Many states reported that they have not received as many doses of the Pfizer/BioNTech vaccine as they expected. Pfizer indicated that it has millions of doses still available at warehouses but lacks instructions on where to send them.
This Pfizer/BioNTech vaccine requires ultra-cold refrigeration at minus 94-degrees Fahrenheit. Some doses sent to California had to be returned after tracking sensors indicated that temperatures were not maintained throughout the distribution process. Logistics will be simpler for the Moderna vaccine, which can be transported and stored at standard refrigerator temperatures (36- to 46-degrees Fahrenheit).
The U.S. has contracted to buy 200 million doses of the Moderna vaccine, in addition to 100 million does of the Pfizer/BioNTech vaccine. Federal, state, and local officials are scrambling to obtain more, but vaccines will remain in short supply for months.
Once health care workers and residents of long-term care facilities are vaccinated, there is still discussion about who should be next in line. Some experts argue that people over age 65 and those with underlying health conditions, who are at greatest risk of dying from COVID-19, should go first, as this would reduce pressure on hospitals and lead to a drop in mortality.
Others argue that frontline essential workers, who are at highest risk for coronavirus exposure, should go next. This approach would likely slow transmission and would give priority to the communities that have borne the brunt of the pandemic.
Skirmishes are inevitable as various groups lobby to move ahead in the line. For example, some want teachers to have priority so schools can open sooner. The San Francisco Unified School District and its teachers union announced December 18 that they had failed to reach an agreement that would allow classrooms to reopen in late January.
Even within the health worker category, medical residents at Stanford Medical Center protested last week after some administrators and senior medical faculty who work from home were vaccinated ahead of doctors-in-training who regularly treat COVID-19 patients; the university has issued an apology.
Based on current timelines, younger adults with no particular risk factors could start getting vaccinated in the spring. Most experts predict that herd immunity could occur after around 70% of people have been vaccinated. At that point, there would be too few susceptible people for the virus to spread easily.
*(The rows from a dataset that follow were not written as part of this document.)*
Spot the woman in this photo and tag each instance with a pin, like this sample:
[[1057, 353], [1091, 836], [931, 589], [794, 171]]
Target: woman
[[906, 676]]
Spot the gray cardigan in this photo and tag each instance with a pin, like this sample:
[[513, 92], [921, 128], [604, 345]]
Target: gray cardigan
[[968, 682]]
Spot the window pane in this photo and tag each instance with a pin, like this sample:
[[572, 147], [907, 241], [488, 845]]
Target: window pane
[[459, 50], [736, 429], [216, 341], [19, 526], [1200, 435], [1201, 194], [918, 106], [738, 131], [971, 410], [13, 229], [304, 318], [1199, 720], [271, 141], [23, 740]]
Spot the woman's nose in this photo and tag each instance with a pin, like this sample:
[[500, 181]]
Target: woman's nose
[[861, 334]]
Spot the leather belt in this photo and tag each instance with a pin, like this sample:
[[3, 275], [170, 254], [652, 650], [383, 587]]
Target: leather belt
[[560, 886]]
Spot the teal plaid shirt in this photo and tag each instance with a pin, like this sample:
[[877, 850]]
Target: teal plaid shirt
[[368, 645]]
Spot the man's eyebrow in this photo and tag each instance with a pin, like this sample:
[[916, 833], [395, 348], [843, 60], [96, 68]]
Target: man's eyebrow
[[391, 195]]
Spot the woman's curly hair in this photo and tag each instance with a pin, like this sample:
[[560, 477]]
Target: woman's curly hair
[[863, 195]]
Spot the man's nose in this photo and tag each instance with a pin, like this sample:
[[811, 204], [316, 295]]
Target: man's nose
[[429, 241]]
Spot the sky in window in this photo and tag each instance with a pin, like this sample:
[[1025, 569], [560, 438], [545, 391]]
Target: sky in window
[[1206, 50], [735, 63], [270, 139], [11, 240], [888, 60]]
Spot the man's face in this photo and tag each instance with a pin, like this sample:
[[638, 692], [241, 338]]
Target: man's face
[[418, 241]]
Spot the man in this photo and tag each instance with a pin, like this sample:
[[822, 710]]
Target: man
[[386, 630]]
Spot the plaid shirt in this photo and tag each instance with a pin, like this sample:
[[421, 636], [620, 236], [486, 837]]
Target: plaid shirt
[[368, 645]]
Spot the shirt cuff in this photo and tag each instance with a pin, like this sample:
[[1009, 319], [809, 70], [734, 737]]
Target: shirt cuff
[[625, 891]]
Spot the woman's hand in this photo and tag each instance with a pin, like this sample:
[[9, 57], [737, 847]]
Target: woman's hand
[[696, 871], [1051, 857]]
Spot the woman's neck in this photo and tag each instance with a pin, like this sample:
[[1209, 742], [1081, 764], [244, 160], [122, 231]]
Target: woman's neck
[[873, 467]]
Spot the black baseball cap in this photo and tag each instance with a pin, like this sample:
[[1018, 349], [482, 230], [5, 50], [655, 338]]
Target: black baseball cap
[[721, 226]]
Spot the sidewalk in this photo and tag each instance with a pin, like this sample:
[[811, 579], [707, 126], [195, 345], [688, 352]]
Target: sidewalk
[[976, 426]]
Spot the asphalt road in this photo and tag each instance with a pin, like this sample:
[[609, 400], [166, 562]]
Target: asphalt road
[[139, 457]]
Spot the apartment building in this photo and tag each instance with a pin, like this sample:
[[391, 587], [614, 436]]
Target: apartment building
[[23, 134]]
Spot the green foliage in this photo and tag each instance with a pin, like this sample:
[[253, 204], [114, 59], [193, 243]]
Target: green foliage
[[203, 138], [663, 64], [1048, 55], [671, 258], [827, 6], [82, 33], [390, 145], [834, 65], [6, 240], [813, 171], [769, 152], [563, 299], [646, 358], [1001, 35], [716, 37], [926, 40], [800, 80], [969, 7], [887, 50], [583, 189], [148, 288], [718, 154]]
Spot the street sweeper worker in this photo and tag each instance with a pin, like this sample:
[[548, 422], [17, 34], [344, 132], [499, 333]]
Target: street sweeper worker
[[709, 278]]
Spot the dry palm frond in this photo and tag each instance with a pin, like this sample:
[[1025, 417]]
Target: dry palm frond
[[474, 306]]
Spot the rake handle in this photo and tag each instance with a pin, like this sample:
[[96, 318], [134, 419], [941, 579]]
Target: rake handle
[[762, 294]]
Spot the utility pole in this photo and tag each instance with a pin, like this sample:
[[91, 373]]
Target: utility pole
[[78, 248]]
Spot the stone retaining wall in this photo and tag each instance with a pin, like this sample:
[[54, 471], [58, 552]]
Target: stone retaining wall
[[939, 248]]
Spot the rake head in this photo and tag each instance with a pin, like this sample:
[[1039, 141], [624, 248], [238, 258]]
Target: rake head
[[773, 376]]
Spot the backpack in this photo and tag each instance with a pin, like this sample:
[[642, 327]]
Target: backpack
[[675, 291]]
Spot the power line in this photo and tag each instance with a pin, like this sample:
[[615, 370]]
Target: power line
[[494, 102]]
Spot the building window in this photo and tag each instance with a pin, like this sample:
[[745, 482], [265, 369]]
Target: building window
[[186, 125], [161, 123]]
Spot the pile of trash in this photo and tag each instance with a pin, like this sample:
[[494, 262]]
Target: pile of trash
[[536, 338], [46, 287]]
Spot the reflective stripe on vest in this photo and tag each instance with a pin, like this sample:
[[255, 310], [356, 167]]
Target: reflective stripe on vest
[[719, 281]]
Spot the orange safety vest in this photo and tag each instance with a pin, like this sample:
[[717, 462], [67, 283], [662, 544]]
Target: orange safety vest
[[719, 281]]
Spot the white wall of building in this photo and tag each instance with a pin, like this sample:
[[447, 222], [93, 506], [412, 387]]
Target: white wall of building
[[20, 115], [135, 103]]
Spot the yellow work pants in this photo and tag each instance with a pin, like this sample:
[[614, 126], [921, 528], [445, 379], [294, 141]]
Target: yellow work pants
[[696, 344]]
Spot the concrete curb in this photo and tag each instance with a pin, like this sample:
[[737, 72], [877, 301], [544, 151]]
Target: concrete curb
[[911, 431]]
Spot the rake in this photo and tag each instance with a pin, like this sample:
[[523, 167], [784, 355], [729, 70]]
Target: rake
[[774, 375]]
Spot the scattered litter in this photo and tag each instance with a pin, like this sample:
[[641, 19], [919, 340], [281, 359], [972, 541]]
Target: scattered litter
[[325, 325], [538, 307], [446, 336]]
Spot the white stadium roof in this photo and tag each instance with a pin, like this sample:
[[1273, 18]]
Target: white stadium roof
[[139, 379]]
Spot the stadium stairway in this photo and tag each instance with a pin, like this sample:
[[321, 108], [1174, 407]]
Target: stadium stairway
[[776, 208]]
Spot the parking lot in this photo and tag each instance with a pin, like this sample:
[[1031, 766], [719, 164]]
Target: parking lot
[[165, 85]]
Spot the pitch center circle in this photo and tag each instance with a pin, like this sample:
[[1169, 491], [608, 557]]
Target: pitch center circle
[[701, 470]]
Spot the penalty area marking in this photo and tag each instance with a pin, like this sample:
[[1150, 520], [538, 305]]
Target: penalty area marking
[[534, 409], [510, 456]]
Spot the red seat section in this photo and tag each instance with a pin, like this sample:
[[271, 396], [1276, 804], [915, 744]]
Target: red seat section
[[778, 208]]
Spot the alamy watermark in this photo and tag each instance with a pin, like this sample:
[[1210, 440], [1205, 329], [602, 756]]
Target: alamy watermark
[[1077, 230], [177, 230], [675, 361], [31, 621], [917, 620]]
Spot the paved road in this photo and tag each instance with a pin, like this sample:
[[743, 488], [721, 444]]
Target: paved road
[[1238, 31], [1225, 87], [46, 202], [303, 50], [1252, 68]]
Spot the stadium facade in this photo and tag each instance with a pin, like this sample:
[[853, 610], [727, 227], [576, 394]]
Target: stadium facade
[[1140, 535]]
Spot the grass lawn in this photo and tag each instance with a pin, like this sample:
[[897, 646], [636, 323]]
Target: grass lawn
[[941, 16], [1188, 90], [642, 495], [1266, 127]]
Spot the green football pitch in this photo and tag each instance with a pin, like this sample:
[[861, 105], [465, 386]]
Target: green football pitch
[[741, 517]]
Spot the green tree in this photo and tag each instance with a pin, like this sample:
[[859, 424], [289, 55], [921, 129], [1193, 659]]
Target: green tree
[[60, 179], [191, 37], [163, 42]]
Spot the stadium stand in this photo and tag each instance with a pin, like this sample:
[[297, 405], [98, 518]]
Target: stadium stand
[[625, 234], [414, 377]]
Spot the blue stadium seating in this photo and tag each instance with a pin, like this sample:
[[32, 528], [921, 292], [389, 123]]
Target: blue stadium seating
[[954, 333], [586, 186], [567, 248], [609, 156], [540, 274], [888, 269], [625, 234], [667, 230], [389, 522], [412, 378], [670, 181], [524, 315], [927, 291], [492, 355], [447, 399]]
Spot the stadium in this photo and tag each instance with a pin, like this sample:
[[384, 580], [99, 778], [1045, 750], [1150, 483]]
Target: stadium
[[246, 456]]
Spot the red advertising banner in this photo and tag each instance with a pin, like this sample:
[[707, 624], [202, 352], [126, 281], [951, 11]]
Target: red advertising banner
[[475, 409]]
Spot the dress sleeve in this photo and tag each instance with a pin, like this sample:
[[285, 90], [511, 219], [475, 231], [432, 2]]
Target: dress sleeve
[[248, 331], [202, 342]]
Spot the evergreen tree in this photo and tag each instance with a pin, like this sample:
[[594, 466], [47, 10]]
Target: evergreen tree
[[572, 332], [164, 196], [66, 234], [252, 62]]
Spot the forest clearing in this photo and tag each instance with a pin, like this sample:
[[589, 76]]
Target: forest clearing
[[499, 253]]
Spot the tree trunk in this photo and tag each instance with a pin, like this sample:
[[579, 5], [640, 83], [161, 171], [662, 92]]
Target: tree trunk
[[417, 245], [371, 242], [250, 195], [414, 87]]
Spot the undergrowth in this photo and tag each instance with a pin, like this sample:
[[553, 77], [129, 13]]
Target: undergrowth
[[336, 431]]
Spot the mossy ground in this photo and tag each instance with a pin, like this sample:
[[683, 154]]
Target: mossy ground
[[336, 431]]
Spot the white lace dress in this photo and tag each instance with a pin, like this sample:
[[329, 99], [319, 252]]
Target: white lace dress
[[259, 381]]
Authorization of the Moderna vaccine will help reach this goal, but the projection assumes that additional vaccines — including one from AstraZeneca and the University of Oxford and a single-shot candidate from Johnson and Johnson — will also become available in the coming months.
But even as the supply ramps up, persuading the public that the benefits of vaccination outweigh the risks will be an ongoing challenge. Some people are spreading baseless conspiracy theories on social media and many of Trump's most ardent supporters say they won't get vaccinated.
"It is my hope that all Americans will protect themselves by getting vaccinated when the vaccine becomes available to them," Fauci said. "That is how our country will begin to heal and move forward."